Morto na 2ª Guerra? O que se sabe sobre o mistério
do irmão alemão de Chico Buarque
19/06/2024 - 9:23
Para compartilhar:
Nem mesmo a internet permitiu
desvendar um curioso mistério que perdura há décadas na família Buarque de
Hollanda: o paradeiro de Sérgio Georg Ernst, nascido em Berlim por volta de
1930, filho de Anne Margerithe Ernst com Sérgio Buarque de Hollanda. Quase 80
anos depois, o destino de um dos descendentes do autor de Raízes do Brasil
(1936) permanece incógnito.
A probabilidade de o alemão
Sérgio Georg ter morrido durante a Segunda Guerra Mundial ou em decorrência
dela é ainda a hipótese mais forte que se cogita. Berlim e Munique – cidade de
origem de Anne Margerithe, para a qual mãe e filho podem ter voltado – estavam
no olho do furacão desde a ascensão de Adolf Hitler ao poder, em 1933.

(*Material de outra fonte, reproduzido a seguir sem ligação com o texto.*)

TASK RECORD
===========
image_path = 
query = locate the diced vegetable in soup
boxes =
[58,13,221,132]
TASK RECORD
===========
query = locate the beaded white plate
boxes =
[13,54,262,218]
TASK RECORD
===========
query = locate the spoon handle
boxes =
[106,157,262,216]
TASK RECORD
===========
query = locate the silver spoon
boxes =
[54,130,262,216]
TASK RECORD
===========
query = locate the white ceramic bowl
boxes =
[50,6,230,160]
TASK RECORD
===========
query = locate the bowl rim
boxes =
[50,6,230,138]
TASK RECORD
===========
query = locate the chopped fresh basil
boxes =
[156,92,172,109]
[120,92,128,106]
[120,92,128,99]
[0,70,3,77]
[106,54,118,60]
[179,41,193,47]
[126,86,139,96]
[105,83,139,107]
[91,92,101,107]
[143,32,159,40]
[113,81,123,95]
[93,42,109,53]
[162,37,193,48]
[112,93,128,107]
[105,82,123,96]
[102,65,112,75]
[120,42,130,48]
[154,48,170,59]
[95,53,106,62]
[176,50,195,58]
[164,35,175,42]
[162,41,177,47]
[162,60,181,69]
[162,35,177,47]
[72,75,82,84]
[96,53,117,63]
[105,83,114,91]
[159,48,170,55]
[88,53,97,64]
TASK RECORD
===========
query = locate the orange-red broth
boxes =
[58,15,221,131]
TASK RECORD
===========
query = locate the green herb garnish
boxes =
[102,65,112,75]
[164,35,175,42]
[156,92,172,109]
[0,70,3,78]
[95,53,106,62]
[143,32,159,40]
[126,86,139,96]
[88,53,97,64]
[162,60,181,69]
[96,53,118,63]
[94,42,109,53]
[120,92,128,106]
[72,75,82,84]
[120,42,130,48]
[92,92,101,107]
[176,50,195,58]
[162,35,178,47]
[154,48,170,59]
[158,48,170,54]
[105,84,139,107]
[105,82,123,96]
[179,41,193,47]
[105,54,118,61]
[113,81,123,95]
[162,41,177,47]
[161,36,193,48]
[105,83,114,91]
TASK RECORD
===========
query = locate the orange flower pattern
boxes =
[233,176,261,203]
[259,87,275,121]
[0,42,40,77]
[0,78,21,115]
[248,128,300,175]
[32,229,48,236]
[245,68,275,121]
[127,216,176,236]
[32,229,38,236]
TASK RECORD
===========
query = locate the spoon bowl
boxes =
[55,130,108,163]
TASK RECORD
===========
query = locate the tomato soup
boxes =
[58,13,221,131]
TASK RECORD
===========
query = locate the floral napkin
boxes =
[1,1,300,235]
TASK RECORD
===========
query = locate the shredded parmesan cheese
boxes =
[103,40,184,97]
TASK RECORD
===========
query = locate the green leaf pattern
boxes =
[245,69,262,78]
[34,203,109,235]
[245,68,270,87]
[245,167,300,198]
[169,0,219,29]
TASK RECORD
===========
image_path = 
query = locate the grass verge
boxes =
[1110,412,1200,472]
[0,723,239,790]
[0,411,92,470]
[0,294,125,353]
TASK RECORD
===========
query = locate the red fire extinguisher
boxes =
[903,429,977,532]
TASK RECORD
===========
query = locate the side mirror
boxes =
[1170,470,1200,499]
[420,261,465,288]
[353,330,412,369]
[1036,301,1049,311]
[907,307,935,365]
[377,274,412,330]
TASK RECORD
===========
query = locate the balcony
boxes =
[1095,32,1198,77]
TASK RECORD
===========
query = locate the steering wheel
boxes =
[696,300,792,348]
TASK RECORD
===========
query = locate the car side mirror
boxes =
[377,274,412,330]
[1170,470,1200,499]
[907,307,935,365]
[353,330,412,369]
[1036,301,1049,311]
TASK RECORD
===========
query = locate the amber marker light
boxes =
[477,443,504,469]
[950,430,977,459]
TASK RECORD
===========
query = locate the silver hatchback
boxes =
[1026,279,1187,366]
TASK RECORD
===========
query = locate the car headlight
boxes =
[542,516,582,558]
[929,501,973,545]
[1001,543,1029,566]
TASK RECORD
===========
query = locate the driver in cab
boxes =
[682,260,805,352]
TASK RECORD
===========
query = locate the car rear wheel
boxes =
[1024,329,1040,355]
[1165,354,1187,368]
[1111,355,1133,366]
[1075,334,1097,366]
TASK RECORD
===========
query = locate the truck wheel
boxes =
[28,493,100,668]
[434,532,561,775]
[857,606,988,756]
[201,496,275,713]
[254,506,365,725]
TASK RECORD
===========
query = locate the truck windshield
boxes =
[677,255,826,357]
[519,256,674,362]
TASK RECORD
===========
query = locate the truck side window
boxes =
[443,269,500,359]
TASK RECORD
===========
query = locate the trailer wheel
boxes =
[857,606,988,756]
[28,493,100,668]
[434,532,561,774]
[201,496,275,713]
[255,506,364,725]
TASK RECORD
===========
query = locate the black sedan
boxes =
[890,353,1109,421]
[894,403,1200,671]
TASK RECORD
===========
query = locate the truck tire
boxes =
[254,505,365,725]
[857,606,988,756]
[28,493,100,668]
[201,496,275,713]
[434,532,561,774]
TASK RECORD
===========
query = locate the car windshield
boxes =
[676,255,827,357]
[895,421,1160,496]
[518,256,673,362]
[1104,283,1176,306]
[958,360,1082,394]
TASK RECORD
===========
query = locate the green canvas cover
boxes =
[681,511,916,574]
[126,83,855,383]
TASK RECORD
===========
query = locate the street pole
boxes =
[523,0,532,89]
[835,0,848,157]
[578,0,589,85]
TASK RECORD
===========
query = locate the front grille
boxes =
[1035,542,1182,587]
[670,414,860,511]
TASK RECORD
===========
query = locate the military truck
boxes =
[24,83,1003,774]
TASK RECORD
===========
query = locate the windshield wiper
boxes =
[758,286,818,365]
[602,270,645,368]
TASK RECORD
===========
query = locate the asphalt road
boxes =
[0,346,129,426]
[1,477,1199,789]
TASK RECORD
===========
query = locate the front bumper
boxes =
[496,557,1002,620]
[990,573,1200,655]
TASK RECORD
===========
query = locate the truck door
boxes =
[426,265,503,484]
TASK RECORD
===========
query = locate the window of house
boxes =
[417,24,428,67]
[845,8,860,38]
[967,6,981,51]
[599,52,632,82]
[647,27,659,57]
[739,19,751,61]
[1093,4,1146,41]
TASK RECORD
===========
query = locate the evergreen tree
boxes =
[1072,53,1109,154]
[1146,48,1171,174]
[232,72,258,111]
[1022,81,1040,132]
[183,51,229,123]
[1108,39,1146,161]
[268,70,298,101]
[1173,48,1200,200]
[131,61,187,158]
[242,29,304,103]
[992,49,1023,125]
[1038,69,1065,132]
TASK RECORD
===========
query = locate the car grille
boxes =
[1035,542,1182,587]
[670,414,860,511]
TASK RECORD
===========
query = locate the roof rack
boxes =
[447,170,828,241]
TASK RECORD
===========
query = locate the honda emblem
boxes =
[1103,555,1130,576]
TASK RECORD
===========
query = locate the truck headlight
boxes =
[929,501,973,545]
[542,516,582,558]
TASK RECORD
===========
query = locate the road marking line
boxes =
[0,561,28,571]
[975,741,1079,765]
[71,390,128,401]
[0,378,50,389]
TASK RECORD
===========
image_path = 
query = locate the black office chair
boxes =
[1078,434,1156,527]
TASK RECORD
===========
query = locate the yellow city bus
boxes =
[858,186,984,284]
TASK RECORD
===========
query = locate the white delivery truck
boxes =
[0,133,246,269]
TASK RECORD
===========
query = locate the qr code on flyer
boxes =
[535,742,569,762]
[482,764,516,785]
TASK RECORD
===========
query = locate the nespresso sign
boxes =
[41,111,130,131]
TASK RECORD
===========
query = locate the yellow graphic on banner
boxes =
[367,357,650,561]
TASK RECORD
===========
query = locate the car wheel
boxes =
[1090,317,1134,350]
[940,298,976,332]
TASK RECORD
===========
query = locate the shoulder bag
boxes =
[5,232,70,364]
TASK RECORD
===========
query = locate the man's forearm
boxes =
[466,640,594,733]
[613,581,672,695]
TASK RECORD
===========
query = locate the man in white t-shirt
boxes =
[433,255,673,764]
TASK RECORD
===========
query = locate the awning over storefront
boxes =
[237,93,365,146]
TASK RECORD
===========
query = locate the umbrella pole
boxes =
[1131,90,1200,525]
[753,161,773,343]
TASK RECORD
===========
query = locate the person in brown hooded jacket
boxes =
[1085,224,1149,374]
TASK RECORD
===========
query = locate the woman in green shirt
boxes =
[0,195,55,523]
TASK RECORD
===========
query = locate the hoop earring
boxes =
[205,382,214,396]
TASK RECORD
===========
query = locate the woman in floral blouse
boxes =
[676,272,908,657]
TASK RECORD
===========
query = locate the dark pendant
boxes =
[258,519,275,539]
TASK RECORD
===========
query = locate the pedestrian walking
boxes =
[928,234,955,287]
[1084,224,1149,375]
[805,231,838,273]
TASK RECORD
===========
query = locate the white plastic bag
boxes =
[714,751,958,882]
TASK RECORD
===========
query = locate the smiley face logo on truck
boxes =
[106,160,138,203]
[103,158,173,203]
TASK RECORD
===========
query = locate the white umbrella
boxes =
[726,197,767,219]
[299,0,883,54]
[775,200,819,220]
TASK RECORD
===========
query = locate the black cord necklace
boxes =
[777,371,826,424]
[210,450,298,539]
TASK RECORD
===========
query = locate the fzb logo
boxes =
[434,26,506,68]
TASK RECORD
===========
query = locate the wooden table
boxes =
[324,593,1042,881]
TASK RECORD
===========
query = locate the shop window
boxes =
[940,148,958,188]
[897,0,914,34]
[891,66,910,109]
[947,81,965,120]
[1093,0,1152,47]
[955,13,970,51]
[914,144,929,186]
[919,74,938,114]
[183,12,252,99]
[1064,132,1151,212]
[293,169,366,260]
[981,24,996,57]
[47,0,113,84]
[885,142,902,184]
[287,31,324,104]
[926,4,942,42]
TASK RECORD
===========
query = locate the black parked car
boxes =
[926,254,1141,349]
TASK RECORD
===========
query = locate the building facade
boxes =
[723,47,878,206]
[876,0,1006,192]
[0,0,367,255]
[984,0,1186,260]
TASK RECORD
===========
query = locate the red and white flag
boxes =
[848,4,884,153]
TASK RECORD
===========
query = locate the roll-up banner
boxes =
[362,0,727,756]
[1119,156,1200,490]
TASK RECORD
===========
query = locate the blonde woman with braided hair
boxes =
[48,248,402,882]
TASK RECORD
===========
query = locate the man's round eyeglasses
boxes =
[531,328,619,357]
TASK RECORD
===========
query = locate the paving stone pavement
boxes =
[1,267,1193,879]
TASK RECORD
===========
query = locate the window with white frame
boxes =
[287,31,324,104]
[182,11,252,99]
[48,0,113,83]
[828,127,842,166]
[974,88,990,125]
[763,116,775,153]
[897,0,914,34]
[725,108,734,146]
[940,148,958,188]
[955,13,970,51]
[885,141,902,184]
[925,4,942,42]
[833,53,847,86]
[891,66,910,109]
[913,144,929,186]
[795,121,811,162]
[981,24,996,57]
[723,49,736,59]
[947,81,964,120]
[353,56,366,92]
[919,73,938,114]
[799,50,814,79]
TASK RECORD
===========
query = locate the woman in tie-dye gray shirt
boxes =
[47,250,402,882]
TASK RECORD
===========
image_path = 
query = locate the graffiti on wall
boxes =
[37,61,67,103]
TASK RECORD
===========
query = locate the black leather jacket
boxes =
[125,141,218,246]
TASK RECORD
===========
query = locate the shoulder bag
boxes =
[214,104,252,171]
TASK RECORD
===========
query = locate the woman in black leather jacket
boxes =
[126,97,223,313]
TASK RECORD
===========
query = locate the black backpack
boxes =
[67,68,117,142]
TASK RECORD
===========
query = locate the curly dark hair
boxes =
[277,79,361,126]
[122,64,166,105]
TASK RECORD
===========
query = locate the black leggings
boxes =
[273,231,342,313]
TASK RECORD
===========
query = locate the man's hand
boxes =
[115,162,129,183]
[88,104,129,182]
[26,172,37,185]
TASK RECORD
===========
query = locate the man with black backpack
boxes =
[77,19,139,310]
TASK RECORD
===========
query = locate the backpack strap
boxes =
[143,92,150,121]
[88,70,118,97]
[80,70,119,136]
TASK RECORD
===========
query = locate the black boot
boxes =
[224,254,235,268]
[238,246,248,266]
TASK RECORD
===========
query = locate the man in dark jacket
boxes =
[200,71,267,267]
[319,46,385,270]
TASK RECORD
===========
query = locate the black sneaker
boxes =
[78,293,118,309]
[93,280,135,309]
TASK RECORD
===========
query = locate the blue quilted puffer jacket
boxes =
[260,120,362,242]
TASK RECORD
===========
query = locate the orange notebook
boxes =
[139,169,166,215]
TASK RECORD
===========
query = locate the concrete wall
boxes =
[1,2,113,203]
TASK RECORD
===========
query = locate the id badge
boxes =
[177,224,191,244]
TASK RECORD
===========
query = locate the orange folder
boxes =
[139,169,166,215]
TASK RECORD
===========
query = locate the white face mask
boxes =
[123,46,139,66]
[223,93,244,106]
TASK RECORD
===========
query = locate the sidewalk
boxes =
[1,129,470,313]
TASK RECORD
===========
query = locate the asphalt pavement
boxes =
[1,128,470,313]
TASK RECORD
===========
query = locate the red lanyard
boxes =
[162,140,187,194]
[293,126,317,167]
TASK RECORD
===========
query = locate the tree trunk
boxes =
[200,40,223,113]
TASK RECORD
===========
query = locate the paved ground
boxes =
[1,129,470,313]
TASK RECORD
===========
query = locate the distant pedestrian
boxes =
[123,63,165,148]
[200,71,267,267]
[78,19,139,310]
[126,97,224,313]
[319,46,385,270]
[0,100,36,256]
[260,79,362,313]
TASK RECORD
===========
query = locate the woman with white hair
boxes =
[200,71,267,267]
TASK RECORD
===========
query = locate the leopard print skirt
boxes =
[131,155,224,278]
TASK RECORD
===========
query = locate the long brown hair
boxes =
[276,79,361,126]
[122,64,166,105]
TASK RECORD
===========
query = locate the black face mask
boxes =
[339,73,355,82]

Correspondente na Alemanha
Em 1929, Sérgio Buarque de
Hollanda chegou à Alemanha, incumbido de realizar reportagens para O Jornal,
publicação de Assis Chateaubriand. Desembarcando em Hamburgo e seguindo logo
para Berlim, o brasileiro tinha planos de passar também pela Polônia e pela
Rússia, mas a visita à então União Soviética acabou não acontecendo por
questões burocráticas.
A estadia em Berlim, que durou até o Natal de 1930, foi um
período central na formação do historiador e sociólogo, no qual teve
oportunidade de entrevistar, entre outros, o escritor Thomas Mann, além de
travar contato com intelectuais europeus de várias áreas, frequentar aulas de
História e Ciências Sociais na Universidade de Berlim e ainda colaborar com
revistas teuto-brasileiras.
O pensador paulistano acabou
até trabalhando para a produtora cinematográfica UFA (Universum Film), fazendo
versões em português para diversos filmes alemães, entre eles o clássico Anjo
Azul, de Josef von Sternberg, estrelado por Marlene Dietrich. Isso tudo, claro,
sem abrir mão do direito à boemia.
A estadia em Berlim, que durou até o Natal de 1930, foi um
período central na formação do historiador e sociólogo, no qual teve
oportunidade de entrevistar, entre outros, o escritor Thomas Mann, além de
travar contato com intelectuais europeus de várias áreas, frequentar aulas de
História e Ciências Sociais na Universidade de Berlim e ainda colaborar com
revistas teuto-brasileiras.
O pensador paulistano acabou
até trabalhando para a produtora cinematográfica UFA (Universum Film), fazendo
versões em português para diversos filmes alemães, entre eles o clássico Anjo
Azul, de Josef von Sternberg, estrelado por Marlene Dietrich. Isso tudo, claro,
sem abrir mão do direito à boemia.
“Papai ficou muito triste quando
veio a guerra, porque tinha lembranças de um tempo muito feliz na Alemanha”,
afirma a cantora e compositora Ana de Hollanda, um dos sete filhos de Sérgio
Buarque com Maria Amélia de Carvalho Cesário Alvim.
A revelação do poeta
A primeira vez que um dos filhos
de Sérgio e Maria Amélia ouviu falar da existência de um irmão na Alemanha foi
durante um encontro que Chico Buarque teve na casa do poeta pernambucano Manuel
Bandeira. Acompanhado de Tom Jobim e Vinícius de Moraes, que era grande amigo
de seu pai, Chico ouviu Bandeira tocar piano, mas o que mais o impressionou foi
a revelação feita pelo poeta de que Sérgio Buarque tinha um filho na Alemanha.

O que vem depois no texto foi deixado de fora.